Midwives and nurses must be able to trust that the information they are accessing is accurate. Sharing accurate information with our patients is mandatory.

Misinformation is dangerous and can cause serious harm or even death to our patients!

  • If the information we get online has not come from a published, peer‑reviewed journal, we cannot tell if the results are trustworthy or not.
  • We cannot offer high‑quality care without high‑quality information.

How to Identify a Reputable Source of Health Information

As a general rule, international medical organizations and societies who develop and share evidence-based research findings about maternal and child health are reputable sources of information. Searching for information directly on the websites of such organizations is the easiest way to obtain evidence‑based information.

Seeking out organizations and medical societies who provide the highest quality, evidence‑based information and guidelines through peer‑reviewed journals is an important skill that all midwives should develop.

A List of Reputable Organizations for Health Information >>>

This list does not contain ALL reputable sources, but it can provide a start for midwives who are searching for accurate information.


In some cases, high‑quality information can be found, free of charge, on YouTube. If the organization who has posted the video or educational information is reputable, then the information is likely high quality.


  • When doing a YouTube search on a specific topic, find the source of the information (e.g.: who posted the information) before watching the video.
  • Always check the source before using YouTube videos for teaching and learning.

Evaluating Health Information Found on the Internet >>>

This checklist, taken from the National Library of Medicine, should be used as a tool for determining the credibility of online resources.

Things to Remember!

Anyone can put up a webpage, but you want a trusted source.
  • How can you tell if a website is reliable? Start by asking the questions in the checklist and then decide whether you think it is a trusted source or not.
You can usually find the answers to these questions on the main page or the “About Us” page of a website.
  • This should be your first stop as it will say who is running the website and why.
  • Often you will find the company’s mission statement in the “About Us” section and you will learn if the site is run by health care professionals.
  • Next, check to see if there is a way to contact the organization running the site.
When reading the mission, find out if the services are free or if the unspoken purpose might be to sell you something.
  • A site with a shopping cart as the main item may have a high priority to sell you something.
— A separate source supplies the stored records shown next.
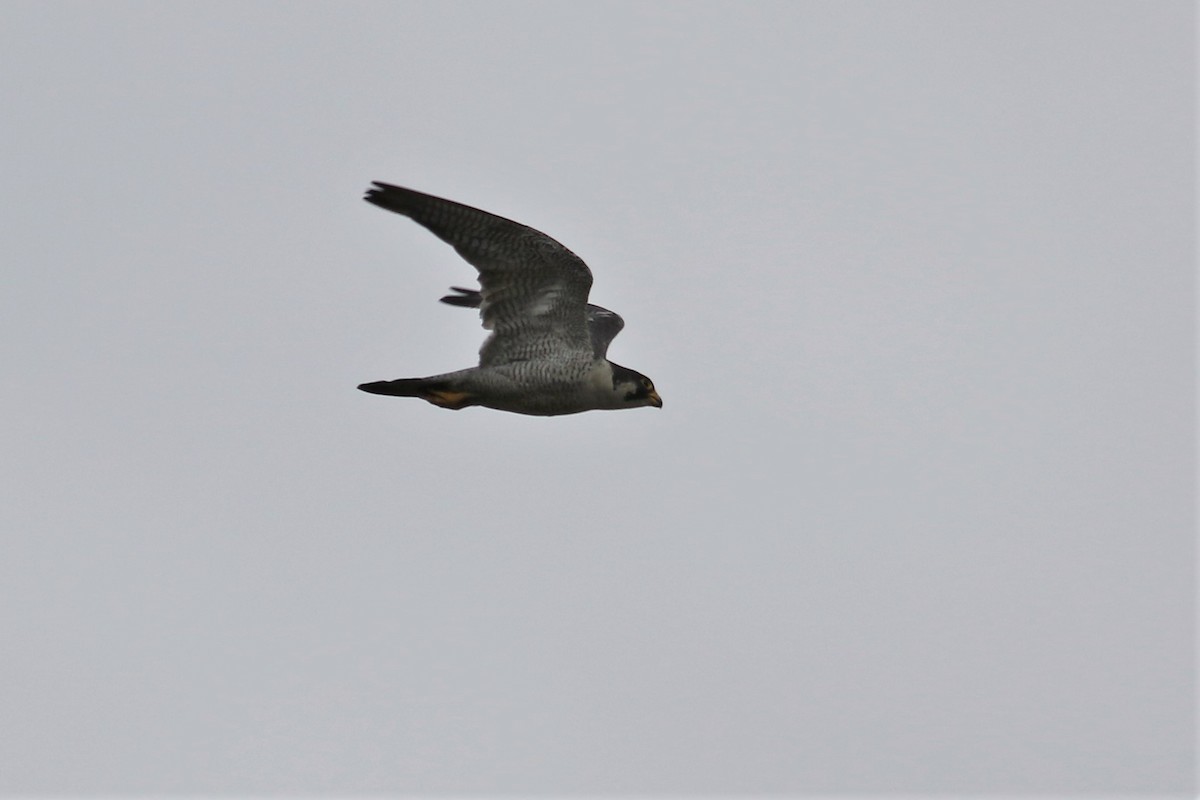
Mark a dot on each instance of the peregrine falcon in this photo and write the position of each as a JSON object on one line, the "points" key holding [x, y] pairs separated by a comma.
{"points": [[546, 354]]}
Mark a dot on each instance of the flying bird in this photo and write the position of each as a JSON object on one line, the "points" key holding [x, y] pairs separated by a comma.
{"points": [[547, 350]]}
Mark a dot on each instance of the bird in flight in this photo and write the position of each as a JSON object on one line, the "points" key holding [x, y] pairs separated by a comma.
{"points": [[547, 352]]}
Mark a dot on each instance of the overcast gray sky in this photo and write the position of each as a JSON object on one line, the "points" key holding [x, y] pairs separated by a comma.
{"points": [[915, 280]]}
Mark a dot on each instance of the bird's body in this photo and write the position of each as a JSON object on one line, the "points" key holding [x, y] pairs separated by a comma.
{"points": [[547, 353]]}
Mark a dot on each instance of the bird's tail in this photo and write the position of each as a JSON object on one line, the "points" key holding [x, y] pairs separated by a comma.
{"points": [[435, 390]]}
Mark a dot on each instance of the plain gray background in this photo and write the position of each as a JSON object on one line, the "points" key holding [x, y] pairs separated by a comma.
{"points": [[916, 282]]}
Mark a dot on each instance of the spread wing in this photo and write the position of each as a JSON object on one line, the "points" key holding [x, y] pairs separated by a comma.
{"points": [[534, 292], [603, 324]]}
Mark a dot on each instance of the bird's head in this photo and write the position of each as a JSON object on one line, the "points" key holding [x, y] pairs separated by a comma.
{"points": [[634, 389]]}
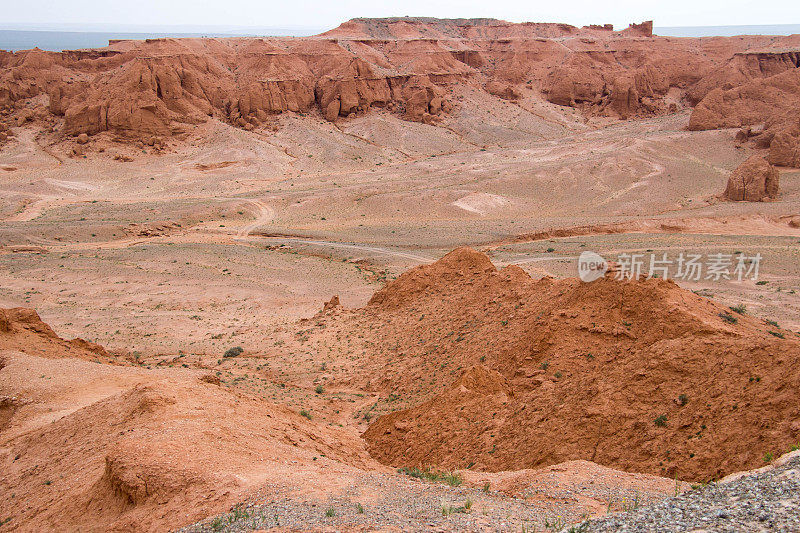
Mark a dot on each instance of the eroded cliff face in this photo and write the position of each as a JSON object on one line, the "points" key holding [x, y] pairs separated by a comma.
{"points": [[161, 87], [760, 93]]}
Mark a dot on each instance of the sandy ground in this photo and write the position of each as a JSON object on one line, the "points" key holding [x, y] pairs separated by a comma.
{"points": [[230, 239]]}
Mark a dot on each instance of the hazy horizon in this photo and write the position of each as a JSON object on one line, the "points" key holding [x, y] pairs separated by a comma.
{"points": [[55, 37]]}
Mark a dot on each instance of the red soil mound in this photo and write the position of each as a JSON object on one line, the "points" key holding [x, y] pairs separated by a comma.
{"points": [[755, 180], [22, 330], [92, 447], [642, 375]]}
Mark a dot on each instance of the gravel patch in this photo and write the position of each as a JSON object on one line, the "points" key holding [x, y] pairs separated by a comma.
{"points": [[392, 502], [768, 500]]}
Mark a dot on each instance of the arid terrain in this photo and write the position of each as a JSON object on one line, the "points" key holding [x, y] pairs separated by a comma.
{"points": [[330, 283]]}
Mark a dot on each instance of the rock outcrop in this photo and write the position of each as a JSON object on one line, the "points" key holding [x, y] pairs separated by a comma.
{"points": [[409, 66], [755, 180]]}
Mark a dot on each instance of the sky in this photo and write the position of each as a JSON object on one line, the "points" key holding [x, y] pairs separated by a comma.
{"points": [[324, 14]]}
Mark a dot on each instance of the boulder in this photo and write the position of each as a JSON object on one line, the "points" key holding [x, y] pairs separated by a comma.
{"points": [[755, 180], [502, 90]]}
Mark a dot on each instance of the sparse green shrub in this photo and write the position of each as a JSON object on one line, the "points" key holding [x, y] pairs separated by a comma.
{"points": [[451, 478], [234, 352]]}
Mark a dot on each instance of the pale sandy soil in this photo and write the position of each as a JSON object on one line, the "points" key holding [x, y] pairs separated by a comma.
{"points": [[230, 239]]}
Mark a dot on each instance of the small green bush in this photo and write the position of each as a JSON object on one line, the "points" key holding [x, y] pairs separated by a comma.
{"points": [[234, 352]]}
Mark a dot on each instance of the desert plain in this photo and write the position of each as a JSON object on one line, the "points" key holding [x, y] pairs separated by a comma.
{"points": [[330, 283]]}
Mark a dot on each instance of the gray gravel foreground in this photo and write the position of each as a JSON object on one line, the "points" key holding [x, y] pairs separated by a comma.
{"points": [[763, 501]]}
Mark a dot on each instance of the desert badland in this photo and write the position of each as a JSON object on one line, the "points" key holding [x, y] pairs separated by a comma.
{"points": [[331, 283]]}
Is the advertisement clearly identified?
Now that you know who is running the site and why, look at where the information comes from and who writes it to determine if it is high‑quality.
  • An editorial board, selection policy or review process by a Board of Directors will only approve information that meets their rules for quality.
  • Good sites should rely on medical research, not on opinion and the information should be unbiased.
  • Biased information is usually a sign that it is supported by a drug company who wants to sell their product.
Information about the research study should be provided for your reference along with a link to the source so that you can verify the quality of the information.
  • Check to see that the information is current.
  • Out of date information can be hazardous as it may not reflect the latest research or treatments.
If a site asks you to “sign up” or “become a member” look for a privacy policy to see how the site will use your personal information.